Seit Januar 2017 finden Sie unter der Rubrik „Geist und Seele“ im Freisinger Stadtmagazin FINK von mir beantwortete Fragen zu Themen rund um unseren Körper, Geist und Seele.
Hier der aktuelle Beitrag im Original zum Herunterladen: www.fink-magazin.de/ausgaben/januar-2017/
Vorsätze
„Mehr Sport, keine Zigarette mehr, weniger Essen: Ist es gut und zielführend, dem Jahreswechsel so ein hohes Gewicht zu verleihen? Ganz nach dem Motto: Jetzt wird alles anders?“
Generell sind traditionelle Rituale für unsere Seele bedeutsame Sicherheiten. Vor allem in unserer heutigen individualistisch, globalisierten Welt, in der viele Werte nebeneinander bestehen, sind sie Halt und geben uns ein Geborgenheitsgefühl.

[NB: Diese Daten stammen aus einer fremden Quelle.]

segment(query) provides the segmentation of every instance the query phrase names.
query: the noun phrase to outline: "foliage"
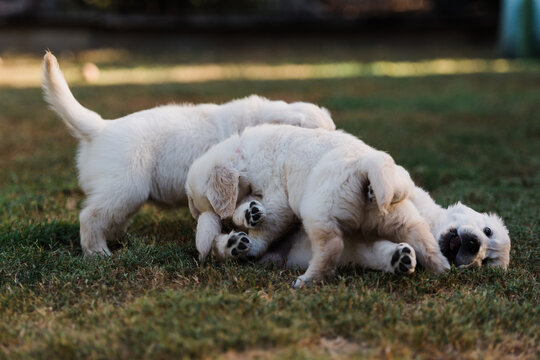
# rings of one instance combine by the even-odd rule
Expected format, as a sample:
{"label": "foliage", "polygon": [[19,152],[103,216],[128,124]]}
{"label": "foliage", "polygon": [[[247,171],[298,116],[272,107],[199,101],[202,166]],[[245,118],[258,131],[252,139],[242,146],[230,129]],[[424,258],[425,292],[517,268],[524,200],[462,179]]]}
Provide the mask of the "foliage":
{"label": "foliage", "polygon": [[[156,57],[148,58],[155,65]],[[110,258],[83,259],[76,142],[37,88],[0,97],[0,357],[529,358],[539,351],[540,74],[75,87],[108,118],[251,93],[328,107],[443,205],[496,211],[508,272],[198,264],[188,211],[145,206]]]}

Werden sie, wie der Jahreswechsel, von vielen Menschen begangen, kann sie uns eine zusätzliche Kraft geben, weil sich eben Viele zu dieser Zeit etwas vornehmen und Neues in Ihr Leben lassen wollen. Sozusagen, können wir von der gemeinschaftlichen Welle des Aufbruchsgefühls profitieren und uns in und von der Gemeinschaft in unserem Vorhaben mittragen lassen. Der berühmte Gruppenzwang kann somit ebenfalls in positiver Weise wirken.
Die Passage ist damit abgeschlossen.